We walked back into town and found some delicious food at the restaurant Lizendo had recommended. We hit a nearby bakery for a sugar fix and then headed up the hill to the casa. I closed my eyes for a minute and the next thing I knew it was 6am. I packed up my bag and headed down to meet Lizendo for my horse ride to a few of the more famous nearby archaeological sites. Lizendo was great. He grew up in the mountains around San Augustin he knows a lot about the culture and history and many of the stories passed down by word-of-mouth. At La Pelota, he showed me 2 trees, side-by-side, one leaked a yellow dye and the other leaked a red dye. Amazing. He's very spiritual and pointed out many beautiful things in the scenery I would have completely missed had I walked the sites by myself.
We galloped back to the casa. It's really the first time that I've felt really comfortable on a horse. I grabbed my bag and headed out the door. I would have stayed one more day to go on a jeep tour of some nearby waterfalls but there just aren't enough tourists around to fill a car so no tours are going. I walked down the hill and quickly bought a chicken dinner to-go before jumping in the back of a pickup truck taxi going to Pitalito. From there I lucked into a shared taxi to La Plata. On the way, we passed through 5 or 6 tiny towns all of which had giant cathedrals, each one bigger and more beautiful than the next. The driver gave me great advice on where to stay in the tiny town and helped me find out when the earliest bus to Tierradentro was leaving the next morning.
The bus was right on time and lucky for me, it went directly to Tierradentro. Most buses only pass by the crossway about 20 minutes down the road. The driver dropped me off right in front of the museum where I dropped off my big bag and headed off. It was 20 minutes up hill to the most famous burial site called Segovia. All the tombs were locked and I was terribly disappointed until the guardian came over and opened them up for my one by one. There are so few tourists around that he doesn't bother leaving them open.The tombs are quite dark and are carved out of white stone, some with preserved colorful paintings. The spiral stone steps down to each tomb were a bit tough to navigate but I managed. The guardian for the next site, El Duende, walked with me up the hill and opened the tombs for me.

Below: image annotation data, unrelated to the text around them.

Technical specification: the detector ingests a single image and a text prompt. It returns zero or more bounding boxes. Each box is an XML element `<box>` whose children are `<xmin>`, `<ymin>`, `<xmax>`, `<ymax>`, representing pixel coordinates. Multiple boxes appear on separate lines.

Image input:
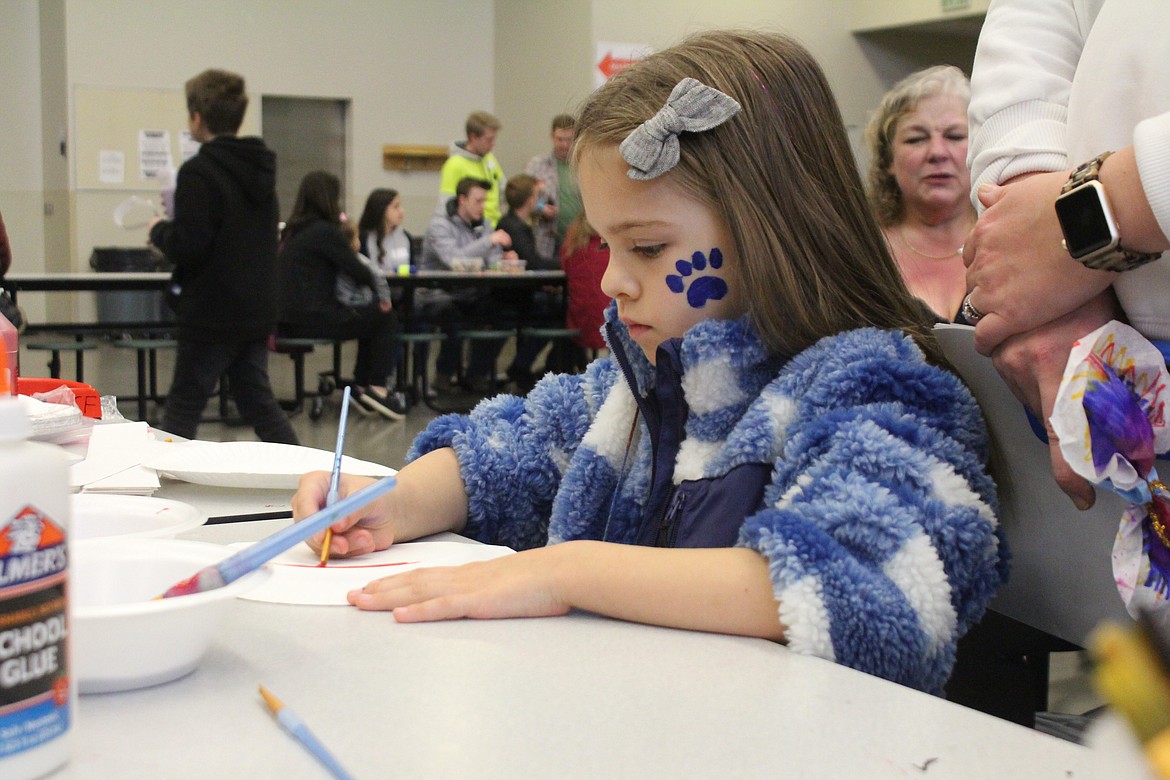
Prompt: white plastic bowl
<box><xmin>69</xmin><ymin>538</ymin><xmax>270</xmax><ymax>693</ymax></box>
<box><xmin>70</xmin><ymin>493</ymin><xmax>204</xmax><ymax>540</ymax></box>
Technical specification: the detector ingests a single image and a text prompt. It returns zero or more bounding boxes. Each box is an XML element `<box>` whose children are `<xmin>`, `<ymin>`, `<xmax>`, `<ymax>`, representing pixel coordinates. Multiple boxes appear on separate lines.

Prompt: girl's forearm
<box><xmin>548</xmin><ymin>541</ymin><xmax>785</xmax><ymax>642</ymax></box>
<box><xmin>387</xmin><ymin>448</ymin><xmax>467</xmax><ymax>541</ymax></box>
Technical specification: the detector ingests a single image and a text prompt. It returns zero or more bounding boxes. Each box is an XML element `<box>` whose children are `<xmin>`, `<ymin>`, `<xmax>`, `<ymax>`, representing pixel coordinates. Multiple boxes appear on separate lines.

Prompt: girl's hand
<box><xmin>291</xmin><ymin>471</ymin><xmax>394</xmax><ymax>558</ymax></box>
<box><xmin>333</xmin><ymin>547</ymin><xmax>571</xmax><ymax>623</ymax></box>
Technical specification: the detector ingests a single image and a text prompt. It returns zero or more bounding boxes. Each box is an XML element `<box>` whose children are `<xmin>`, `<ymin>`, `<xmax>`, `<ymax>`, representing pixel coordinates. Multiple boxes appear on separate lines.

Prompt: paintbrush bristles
<box><xmin>260</xmin><ymin>685</ymin><xmax>284</xmax><ymax>713</ymax></box>
<box><xmin>157</xmin><ymin>566</ymin><xmax>226</xmax><ymax>599</ymax></box>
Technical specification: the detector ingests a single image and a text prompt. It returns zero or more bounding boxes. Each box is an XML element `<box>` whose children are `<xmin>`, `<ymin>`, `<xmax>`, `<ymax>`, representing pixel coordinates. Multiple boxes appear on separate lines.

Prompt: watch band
<box><xmin>1060</xmin><ymin>152</ymin><xmax>1162</xmax><ymax>271</ymax></box>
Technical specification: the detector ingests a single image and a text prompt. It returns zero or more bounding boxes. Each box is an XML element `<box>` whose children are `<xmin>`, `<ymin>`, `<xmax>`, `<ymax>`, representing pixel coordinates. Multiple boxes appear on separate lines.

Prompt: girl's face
<box><xmin>383</xmin><ymin>195</ymin><xmax>406</xmax><ymax>233</ymax></box>
<box><xmin>578</xmin><ymin>146</ymin><xmax>746</xmax><ymax>363</ymax></box>
<box><xmin>889</xmin><ymin>95</ymin><xmax>971</xmax><ymax>218</ymax></box>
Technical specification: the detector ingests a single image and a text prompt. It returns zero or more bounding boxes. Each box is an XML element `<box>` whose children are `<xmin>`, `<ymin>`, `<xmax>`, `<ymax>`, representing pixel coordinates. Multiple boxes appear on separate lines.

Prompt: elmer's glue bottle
<box><xmin>0</xmin><ymin>352</ymin><xmax>76</xmax><ymax>780</ymax></box>
<box><xmin>0</xmin><ymin>315</ymin><xmax>20</xmax><ymax>395</ymax></box>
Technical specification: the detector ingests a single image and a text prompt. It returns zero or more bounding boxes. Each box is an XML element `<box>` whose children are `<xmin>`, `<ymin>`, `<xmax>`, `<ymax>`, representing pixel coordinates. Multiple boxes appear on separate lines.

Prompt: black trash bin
<box><xmin>89</xmin><ymin>247</ymin><xmax>173</xmax><ymax>324</ymax></box>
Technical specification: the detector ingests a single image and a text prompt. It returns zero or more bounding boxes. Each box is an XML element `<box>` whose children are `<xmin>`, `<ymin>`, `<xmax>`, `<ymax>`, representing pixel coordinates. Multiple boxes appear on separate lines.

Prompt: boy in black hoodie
<box><xmin>150</xmin><ymin>69</ymin><xmax>297</xmax><ymax>444</ymax></box>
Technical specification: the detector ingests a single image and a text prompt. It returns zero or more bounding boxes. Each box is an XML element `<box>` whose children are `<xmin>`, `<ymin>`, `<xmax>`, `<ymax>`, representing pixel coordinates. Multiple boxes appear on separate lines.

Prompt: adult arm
<box><xmin>968</xmin><ymin>0</ymin><xmax>1099</xmax><ymax>194</ymax></box>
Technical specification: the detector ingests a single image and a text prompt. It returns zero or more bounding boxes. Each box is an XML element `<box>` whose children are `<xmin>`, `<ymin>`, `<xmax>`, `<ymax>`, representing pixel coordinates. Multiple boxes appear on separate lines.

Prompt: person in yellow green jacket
<box><xmin>438</xmin><ymin>111</ymin><xmax>508</xmax><ymax>225</ymax></box>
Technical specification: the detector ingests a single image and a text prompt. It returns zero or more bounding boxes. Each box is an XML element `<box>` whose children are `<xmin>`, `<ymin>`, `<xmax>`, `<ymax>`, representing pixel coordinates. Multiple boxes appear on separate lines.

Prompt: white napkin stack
<box><xmin>69</xmin><ymin>422</ymin><xmax>159</xmax><ymax>496</ymax></box>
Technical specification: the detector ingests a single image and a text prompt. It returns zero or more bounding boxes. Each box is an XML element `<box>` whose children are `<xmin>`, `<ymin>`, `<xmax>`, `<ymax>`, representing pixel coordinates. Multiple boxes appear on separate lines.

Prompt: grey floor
<box><xmin>21</xmin><ymin>343</ymin><xmax>1102</xmax><ymax>715</ymax></box>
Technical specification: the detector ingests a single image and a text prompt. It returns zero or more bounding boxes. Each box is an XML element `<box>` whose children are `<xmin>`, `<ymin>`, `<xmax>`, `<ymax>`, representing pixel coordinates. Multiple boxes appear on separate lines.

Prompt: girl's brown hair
<box><xmin>573</xmin><ymin>30</ymin><xmax>938</xmax><ymax>358</ymax></box>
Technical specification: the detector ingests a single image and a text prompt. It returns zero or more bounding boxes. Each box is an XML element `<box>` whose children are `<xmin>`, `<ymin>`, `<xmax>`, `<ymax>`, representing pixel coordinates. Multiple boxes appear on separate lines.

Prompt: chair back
<box><xmin>935</xmin><ymin>325</ymin><xmax>1130</xmax><ymax>647</ymax></box>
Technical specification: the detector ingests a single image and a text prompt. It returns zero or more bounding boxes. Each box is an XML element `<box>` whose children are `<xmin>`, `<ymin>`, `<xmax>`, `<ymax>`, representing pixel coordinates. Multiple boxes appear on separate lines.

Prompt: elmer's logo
<box><xmin>0</xmin><ymin>506</ymin><xmax>67</xmax><ymax>588</ymax></box>
<box><xmin>0</xmin><ymin>506</ymin><xmax>66</xmax><ymax>558</ymax></box>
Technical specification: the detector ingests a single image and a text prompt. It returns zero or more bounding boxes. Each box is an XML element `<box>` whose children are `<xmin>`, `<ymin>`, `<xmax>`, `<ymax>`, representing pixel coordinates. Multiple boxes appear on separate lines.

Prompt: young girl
<box><xmin>358</xmin><ymin>188</ymin><xmax>415</xmax><ymax>274</ymax></box>
<box><xmin>293</xmin><ymin>32</ymin><xmax>1005</xmax><ymax>691</ymax></box>
<box><xmin>277</xmin><ymin>171</ymin><xmax>406</xmax><ymax>420</ymax></box>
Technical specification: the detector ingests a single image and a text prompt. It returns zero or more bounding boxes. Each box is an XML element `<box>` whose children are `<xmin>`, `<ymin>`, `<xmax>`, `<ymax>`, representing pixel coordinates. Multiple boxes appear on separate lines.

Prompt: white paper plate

Segovia is definitely the most beautiful and best preserved. From there it was another 5 minutes uphill to the main dirt road and then a 20 minute walk to El Tablon to see a few more statues and then on to the small town of San Andreas de Pisambala where they have a beautiful white church with a thatched roof.
On my way back to the museums I ran in to 2 Americans I'd met in both Pasto and Popayan. I had lunch with them, quickly checked out the museums and headed out on the 20 minute walk to the crossing to catch the 1pm bus to Popayan. This bus trip was by far, one of my worst. I was just feeling so ill. I was puking, couldn't sleep and needed a bathroom for almost the entire 3 and a half hour ride. I just wanted to die. As we got close to Popayan, half the bus got off to transfer to a bus to Cali. That's what I wanted to do but I needed to get to a bathroom before I internally exploded. Don't worry, I made it. I need a vacation from this vacation.
The spiral stairs on that tomb must be one of a kind during those times. It makes the tombs of Segovia look even more eerie than your regular catacombs. Columbia looks like a wonderful place - I hope I can go there someday.